Menurut Suharjo, ada beberapa kata yang digunakan dalam penyusunan berbagai produk hukum tertulis yang memiliki makna dan arti sangat jauh dari maksud dan pengertian yang diinginkan. Sehingga, sambung Suharjo, terdapat makna ganda atau bahkan makna yang tidak sama dengan yang dimaksud oleh penyusun dan pembuat peraturan perundang-undangan. Sebagai contoh Suharjo menyebutkan penggunaan kata “ayat” menurut KBBI berarti alamat atau tanda; beberapa kalimat yang merupakan kesatuan maksud sebagai bahan surah dalam kitab suci; beberapa kalimat yang merupakan kesatuan maksud sebagai bagian pasal dalam undang-undang. Berdasarkan pandangan Suharjo, apabila kata “ayat” dipakai untuk menyusun peraturan perundangan maka arti dari kata “ayat” tersebut merujuk pada makna beberapa kalimat yang merupakan kesatuan maksud sebagai bagian pasal dalam undang-undang.
“Tapi, dalam penyusunan dan pembuatan peraturan perundangan, para penyusun dan pembuatnya tidak memberikan keterangan apakah arti kata “ayat” tersebut mempunyai arti yang dimaksud karena menurut KBBI kata “ayat” mempunyai tiga makna kata berbeda,” urai Suharjo yang mengaku berprofesi sebagai ahli nuklir.
Objek Tidak Jelas
Menanggapi permohonan ini, Hakim Konstitusi Arief Hidayat menyampaikan dirinya bingung dengan permohonan yang diajukan Pemohon. Menurut Arief, MK adalah lembaga yang berhak melakukan pengujian produk hukum UU untuk dinilai bersesuaian dengan UUD 1945 atau tidak, sedangkan jika Pemohon menginginkan pengujian aturan di bawah UU, maka pengujiannya dapat dimohonkan ke Mahkamah Agung. Untuk itu, Pemohon harus benar-benar dapat menjelaskan keinginan yang hendak dicapai dari pengajuan permohonan ini. “Dari permohonan ini kita tak menangkap UU yang diujikan. Kami melihat ini bukan pengujian UUD karena objeknya saja yang UUD. Perlu diketahui juga bahwa MK bertugas menjaga UUD, jika ada UU yang dibuat tidak koheren dengan UU maka itu tugas lembaga ini,” sampai Arief.
Di sampimg itu, Arief pun menilai dalam uraian legal standing tidak dijelaskan idensitas Pemohon secara jelas. Apakah diajukan atas nama perorangan atau pihak mana sehingga berkaitan erat dengan hak konstitusional yang terlanggar untuk selanjutnya harus diuraikan dalam kedudukan hukumnya tersebut.

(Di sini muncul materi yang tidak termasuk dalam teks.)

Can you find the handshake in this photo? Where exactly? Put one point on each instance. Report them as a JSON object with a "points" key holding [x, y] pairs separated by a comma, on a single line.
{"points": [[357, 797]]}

Senada dengan Arief, Hakim Konstitusi Palguna pun kebingungan dengan pengujian yang disampaikan Pemohon. Dalam pandangan Palguna, apabila Pemohon ingin mengajukan perbaikan tata bahasa atau konstitusionalitas UU maka MK bukanlah lembaga yang berwenang melakukan perbaikan tata bahasa. “Kalaupun mau memperbaiki tata bahasa yang terkait dengan bahasa hukum hal ini juga tidak bisa diajukan karena bahasa hukum itu punya ragam bahasanya sendiri,” jelas Palguna.
Adapun jika Pemohon ingin melakukan pengujian UU terhadap UUD 1945, maka Pemohon harus memenuhi syarat dan ketentuan serta sistematika permohonan dan hukum acara di MK. Sehingga Palguna meminta Pemohon untuk mempertegas kategori dirinya apakah ingin mangujuan pengujian UU atau hal lainnya.

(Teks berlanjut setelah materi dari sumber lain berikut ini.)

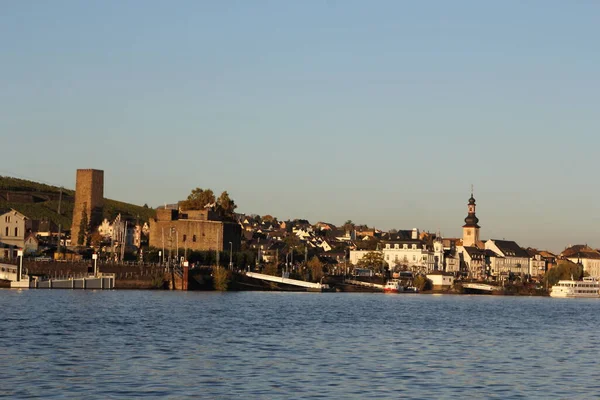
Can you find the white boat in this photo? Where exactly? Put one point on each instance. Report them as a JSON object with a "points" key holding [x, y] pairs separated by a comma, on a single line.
{"points": [[588, 287], [393, 286]]}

Mendapati kebingungan ini, Manahan pun meminta agar Pemohon benar-benar mempelajari dengan saksama format permohonan yang pernah diajukan berbagai pihak ke MK. Selain itu, Manahan juga meminta agar Pemohon melakukan konsultasi dengan pakar hukum untuk membantu dirinya dalam menyelesaikan perbaikan permohonan sehubungan dengan terlanggarnya hak konstitusionalnya oleh berlakunya sebuah ketentuan UU.

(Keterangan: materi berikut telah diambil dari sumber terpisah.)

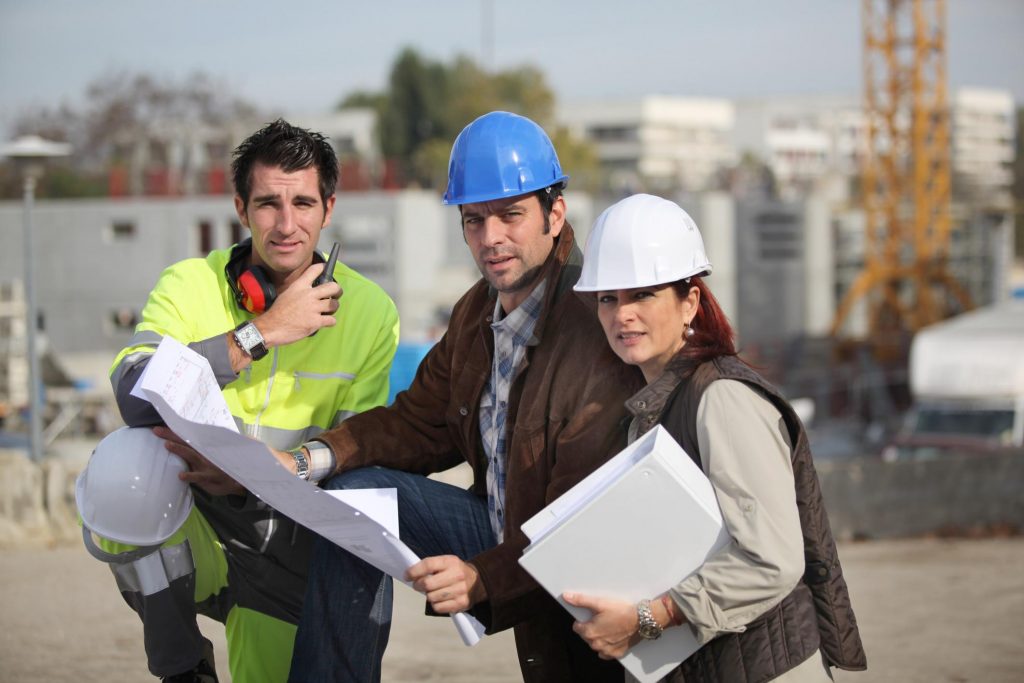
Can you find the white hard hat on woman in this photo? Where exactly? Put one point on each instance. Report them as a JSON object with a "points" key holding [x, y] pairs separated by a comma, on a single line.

Sebelum menutup persidangan, Manahan menyampaikan bahwa Pemohon diberikan keleluasaan waktu selama 14 hari untuk memperbaiki dan menyempurnakan permohonan. Kemudian selambat-lambatnya perbaikan tersebut dapat diserahkan pada Senin, 23 September 2019 pukul 11.00 WIB ke Kepaniteraan MK. (Sri Pujianti/NRA).